'Why think the cage your whole self, O bird?
When did you forget your wings, and flight?
Are you content to live, singing for seeds
within the confines of the bars?
The door is open, O foolish bird!
(Indeed, it cannot close)
The sky above is your real home,
not here.
Perhaps, up there, you will forget captivity-
just as completely as you seem now to have forgotten flight...?'
Shahab ad-Din Suhrawardi (translated by Kemlyn Munn)
------------------------------------------------------------
My name is Mauricio.
I come from a country a long way from yours, where the customs and language are very different,
but where men's hearts are essentially the same.
I was born into a family that could be considered poor, or even rich- all depending on your own experiences and point of view.
We never starved, but we constantly struggled.
In that, we were in the same position as the vast majority of humanity, throughout the greater part of its history.
Praise be, I was alive.
My country had been free from war for many years, and as long as one stayed away from the policed zones, was a place where one could explore the limits of possibility, be creative and change the small world around oneself.
As you can imagine, a young boy of the type I was soon bored with all this, and desired to find greater challenges 'outside'.
Of these, I had many over the years- and indeed our purpose here is to discuss one or two of them.
But for now, I'm getting ahead of myself (I always have been impatient and of short attention span!).
I need to explain something of my family.
We were members of the once powerful, but still influential priest class.

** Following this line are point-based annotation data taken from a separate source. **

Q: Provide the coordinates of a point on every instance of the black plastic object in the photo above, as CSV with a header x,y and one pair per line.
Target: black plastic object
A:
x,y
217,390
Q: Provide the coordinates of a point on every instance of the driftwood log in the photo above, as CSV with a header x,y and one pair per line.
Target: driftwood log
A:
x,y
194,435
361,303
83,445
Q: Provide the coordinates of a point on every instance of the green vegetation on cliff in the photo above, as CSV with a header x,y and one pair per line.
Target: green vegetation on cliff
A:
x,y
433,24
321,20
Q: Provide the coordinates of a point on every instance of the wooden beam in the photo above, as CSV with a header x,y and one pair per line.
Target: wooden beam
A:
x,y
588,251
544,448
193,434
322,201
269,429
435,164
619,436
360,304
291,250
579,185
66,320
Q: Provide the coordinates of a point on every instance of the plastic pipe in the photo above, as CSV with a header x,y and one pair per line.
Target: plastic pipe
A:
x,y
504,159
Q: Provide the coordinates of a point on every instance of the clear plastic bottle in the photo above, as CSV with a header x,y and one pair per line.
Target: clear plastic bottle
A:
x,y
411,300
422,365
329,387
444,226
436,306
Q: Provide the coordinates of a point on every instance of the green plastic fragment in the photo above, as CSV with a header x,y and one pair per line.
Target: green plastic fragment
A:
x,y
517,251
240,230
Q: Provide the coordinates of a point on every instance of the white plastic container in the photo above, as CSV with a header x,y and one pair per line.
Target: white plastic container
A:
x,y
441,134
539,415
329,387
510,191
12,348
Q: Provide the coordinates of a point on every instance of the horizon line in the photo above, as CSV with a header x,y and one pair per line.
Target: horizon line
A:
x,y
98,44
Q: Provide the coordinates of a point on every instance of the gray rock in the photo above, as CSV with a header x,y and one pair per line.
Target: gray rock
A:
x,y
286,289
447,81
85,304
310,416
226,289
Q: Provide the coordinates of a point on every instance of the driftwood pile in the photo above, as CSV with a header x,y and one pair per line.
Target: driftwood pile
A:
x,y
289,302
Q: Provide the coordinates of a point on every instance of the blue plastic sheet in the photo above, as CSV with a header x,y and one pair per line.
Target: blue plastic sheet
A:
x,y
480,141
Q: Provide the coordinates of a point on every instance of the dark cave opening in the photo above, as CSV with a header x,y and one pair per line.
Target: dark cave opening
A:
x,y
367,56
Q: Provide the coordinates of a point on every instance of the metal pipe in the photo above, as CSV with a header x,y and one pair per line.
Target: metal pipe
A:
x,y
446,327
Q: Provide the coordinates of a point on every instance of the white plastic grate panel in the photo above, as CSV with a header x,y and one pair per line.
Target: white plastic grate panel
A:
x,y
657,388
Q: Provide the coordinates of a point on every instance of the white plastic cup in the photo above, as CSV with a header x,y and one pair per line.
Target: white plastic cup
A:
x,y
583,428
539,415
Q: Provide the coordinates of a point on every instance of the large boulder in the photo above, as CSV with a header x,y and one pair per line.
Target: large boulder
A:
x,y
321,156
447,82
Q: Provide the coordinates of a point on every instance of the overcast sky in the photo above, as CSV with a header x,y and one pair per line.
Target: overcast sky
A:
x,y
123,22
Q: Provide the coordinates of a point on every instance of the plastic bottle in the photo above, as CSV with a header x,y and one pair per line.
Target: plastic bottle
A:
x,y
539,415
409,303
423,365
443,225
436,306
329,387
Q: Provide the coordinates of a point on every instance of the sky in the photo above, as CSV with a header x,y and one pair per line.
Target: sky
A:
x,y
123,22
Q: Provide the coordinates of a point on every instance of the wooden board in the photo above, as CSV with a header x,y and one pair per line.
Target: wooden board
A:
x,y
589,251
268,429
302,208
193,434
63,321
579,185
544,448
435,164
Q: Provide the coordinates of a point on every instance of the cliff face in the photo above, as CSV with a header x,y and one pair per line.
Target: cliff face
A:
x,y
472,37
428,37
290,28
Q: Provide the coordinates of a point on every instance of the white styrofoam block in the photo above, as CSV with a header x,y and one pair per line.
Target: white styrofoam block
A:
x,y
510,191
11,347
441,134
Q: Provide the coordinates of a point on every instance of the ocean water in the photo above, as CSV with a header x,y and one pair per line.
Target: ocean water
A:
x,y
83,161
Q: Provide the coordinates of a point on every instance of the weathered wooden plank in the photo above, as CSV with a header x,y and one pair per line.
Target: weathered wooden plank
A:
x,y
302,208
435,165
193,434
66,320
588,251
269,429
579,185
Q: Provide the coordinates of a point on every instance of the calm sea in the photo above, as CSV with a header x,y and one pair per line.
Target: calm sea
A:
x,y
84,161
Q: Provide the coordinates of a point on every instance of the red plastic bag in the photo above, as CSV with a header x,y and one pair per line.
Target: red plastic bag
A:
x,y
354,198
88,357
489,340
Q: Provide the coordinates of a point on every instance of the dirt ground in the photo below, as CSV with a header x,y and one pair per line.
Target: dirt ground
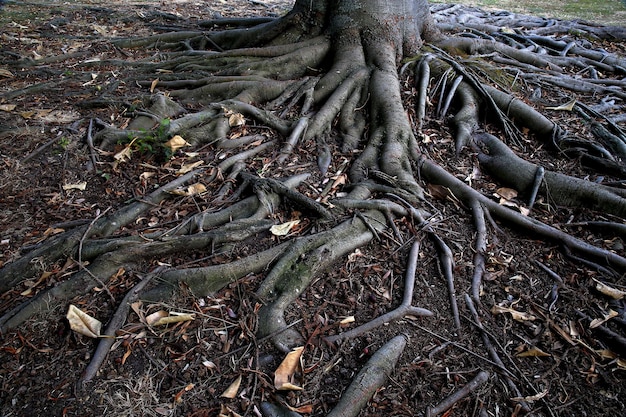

Although my family had degraded, with its fair share of vagabonds, alcholics and madmen (and women!), some of the ancient teachings still pervaded our thoughts, habits and modes of speech (something which I have found of great benefit on no few occasions).
A central part of our heritage was as teachers, both of the wealthy ruling classes, and of select members from the workers' ranks.
We taught the usual stuff (no need to go over too much here), with varied success as always,
very little of which ever interested me.
Apart from, that is, the Sacred War Dance.
At one time, this was a method of training for combat- and could even descend into combat itself,
but it had long since been just a ritual, a motif; a way of expressing the Multiverse symbolically, a moving, physical philosophy...
Many still believed, however, that it was a valid fighting system.
This they could, because so few of us had lived through real war and violence.
It came as a sudden shock to me, when thrown in the deep end of fists and feet, that our old system wouldn't even allow me to float- let alone swim!